I have an Excel file that has some heading information on the top of an Excel sheet which I do not need for data extraction.

But, the heading information could take longer rows, so it is unpredictable how long it could be.

So, my data extraction should start from where it says "ID"...
For this particular case, it starts from row 5, but it could change.

The image is shown on the bottom (I grayed out after row 5 for sensitive info).

How do I put this in logic (to skip heading and jump to row 5)?
The pattern should be, row heading starts from "ID, EMP_ID" etc.

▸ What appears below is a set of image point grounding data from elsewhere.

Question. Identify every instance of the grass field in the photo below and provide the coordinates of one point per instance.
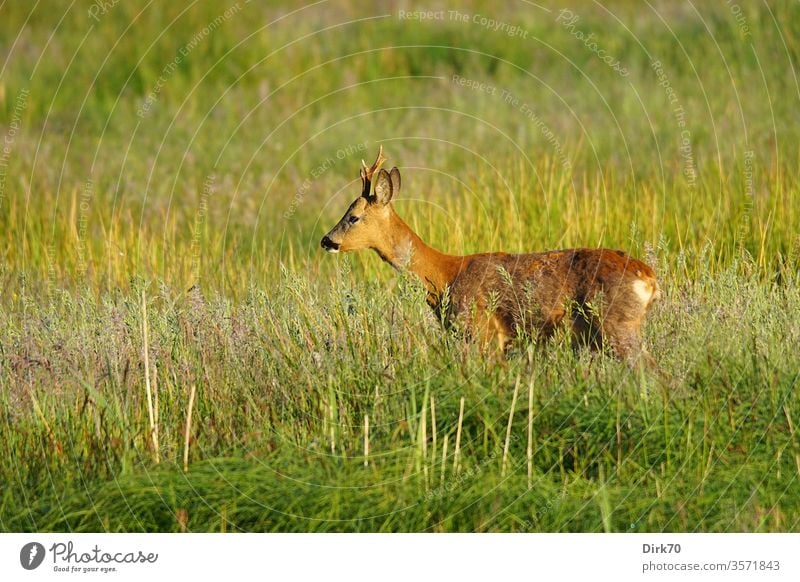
(166, 173)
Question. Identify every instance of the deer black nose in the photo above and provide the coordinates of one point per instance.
(328, 244)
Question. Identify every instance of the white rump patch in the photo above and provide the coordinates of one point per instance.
(643, 291)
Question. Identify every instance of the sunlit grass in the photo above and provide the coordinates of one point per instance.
(200, 205)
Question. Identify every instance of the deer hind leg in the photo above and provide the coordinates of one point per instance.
(586, 331)
(621, 330)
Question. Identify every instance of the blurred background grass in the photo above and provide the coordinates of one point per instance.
(163, 146)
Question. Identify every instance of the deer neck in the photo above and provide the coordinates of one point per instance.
(405, 250)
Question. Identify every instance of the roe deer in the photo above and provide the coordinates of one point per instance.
(604, 294)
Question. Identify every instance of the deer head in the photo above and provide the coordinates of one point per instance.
(369, 217)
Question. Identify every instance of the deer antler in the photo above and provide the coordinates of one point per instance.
(367, 173)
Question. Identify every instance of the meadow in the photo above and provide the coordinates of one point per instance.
(178, 354)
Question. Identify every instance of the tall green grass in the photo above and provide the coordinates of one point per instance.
(209, 206)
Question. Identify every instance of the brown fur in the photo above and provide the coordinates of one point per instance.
(603, 294)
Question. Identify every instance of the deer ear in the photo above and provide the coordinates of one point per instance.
(395, 176)
(383, 188)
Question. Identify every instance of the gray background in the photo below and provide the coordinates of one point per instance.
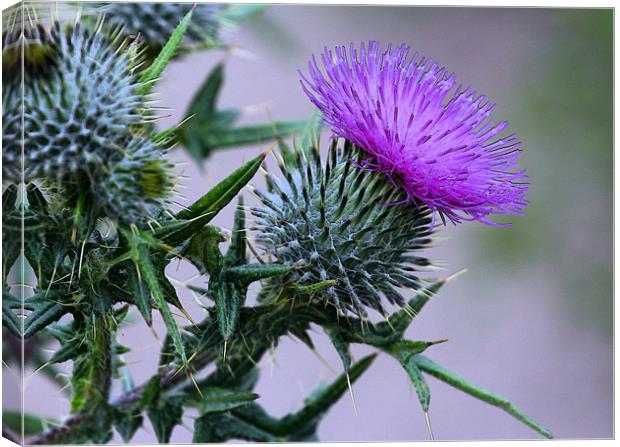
(532, 317)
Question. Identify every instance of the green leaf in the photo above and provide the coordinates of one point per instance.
(247, 274)
(203, 250)
(32, 424)
(68, 350)
(311, 134)
(341, 346)
(9, 319)
(223, 192)
(152, 73)
(421, 387)
(42, 316)
(321, 401)
(237, 252)
(400, 321)
(239, 136)
(433, 369)
(237, 13)
(150, 277)
(218, 400)
(140, 293)
(164, 416)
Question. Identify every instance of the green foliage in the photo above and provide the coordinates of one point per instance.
(95, 250)
(166, 54)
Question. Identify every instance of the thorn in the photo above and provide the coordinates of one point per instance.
(428, 426)
(351, 392)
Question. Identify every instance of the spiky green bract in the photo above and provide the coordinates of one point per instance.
(155, 21)
(76, 121)
(137, 185)
(338, 222)
(39, 57)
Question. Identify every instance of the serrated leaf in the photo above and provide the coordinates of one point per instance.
(237, 13)
(127, 423)
(341, 346)
(222, 427)
(325, 398)
(437, 371)
(228, 301)
(421, 387)
(152, 73)
(400, 321)
(164, 416)
(150, 278)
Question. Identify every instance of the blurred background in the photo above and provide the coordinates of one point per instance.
(531, 319)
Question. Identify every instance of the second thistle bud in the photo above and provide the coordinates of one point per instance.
(338, 222)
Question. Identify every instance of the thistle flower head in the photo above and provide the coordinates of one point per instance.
(156, 21)
(77, 119)
(331, 223)
(435, 142)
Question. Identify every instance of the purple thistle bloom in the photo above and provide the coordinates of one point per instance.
(442, 149)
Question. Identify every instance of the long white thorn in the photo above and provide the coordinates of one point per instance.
(429, 427)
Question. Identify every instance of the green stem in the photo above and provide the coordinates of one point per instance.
(433, 369)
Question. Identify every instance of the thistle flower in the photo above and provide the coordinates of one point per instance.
(77, 120)
(442, 149)
(155, 21)
(331, 223)
(39, 57)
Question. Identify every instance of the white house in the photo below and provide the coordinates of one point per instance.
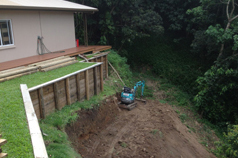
(23, 21)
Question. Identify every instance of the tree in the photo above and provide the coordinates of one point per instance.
(122, 21)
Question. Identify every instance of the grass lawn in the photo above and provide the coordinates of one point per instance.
(13, 124)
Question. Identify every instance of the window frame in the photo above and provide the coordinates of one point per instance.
(11, 33)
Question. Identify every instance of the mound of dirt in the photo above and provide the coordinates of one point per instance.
(153, 130)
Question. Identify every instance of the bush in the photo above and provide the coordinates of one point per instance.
(166, 59)
(217, 97)
(228, 148)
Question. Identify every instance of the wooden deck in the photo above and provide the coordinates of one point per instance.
(37, 58)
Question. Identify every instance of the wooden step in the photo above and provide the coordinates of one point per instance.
(3, 141)
(3, 155)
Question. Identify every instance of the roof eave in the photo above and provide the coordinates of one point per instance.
(48, 9)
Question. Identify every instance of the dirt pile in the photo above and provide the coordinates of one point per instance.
(153, 130)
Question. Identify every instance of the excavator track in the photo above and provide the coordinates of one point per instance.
(128, 107)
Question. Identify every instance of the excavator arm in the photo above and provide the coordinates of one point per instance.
(140, 83)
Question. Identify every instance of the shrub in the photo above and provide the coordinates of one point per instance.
(217, 97)
(229, 147)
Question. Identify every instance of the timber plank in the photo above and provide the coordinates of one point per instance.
(87, 84)
(3, 141)
(56, 94)
(41, 103)
(101, 77)
(95, 80)
(67, 87)
(106, 66)
(78, 85)
(2, 155)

enter image description here

with open('File.xls') as fp:
skip = next(filter(
lambda x: x.startswith('ID'),
enumerate(fp)
))[0]

df = pd.read_excel('File.xls', usercols=['ID', 'EMP_ID'], skiprows=skip)
print df

Answer Source

You could manually check for the header line and then use read_csvs keyword argument skiprows.

with open('data.csv') as fp:
    skip = next(filter(
        lambda x: x[1].startswith('ID'),
        enumerate(fp)
    ))[0]

Then skip the rows:

df = pandas.read_csv('data.csv', skiprows=skip)

Like that you can support pre-header sections of arbitrary length.


For Python 2:

import itertools as it

with open('data.csv') as fp:
    skip = next(it.ifilter(
        lambda x: x[1].startswith('ID'),
        enumerate(fp)
    ))[0]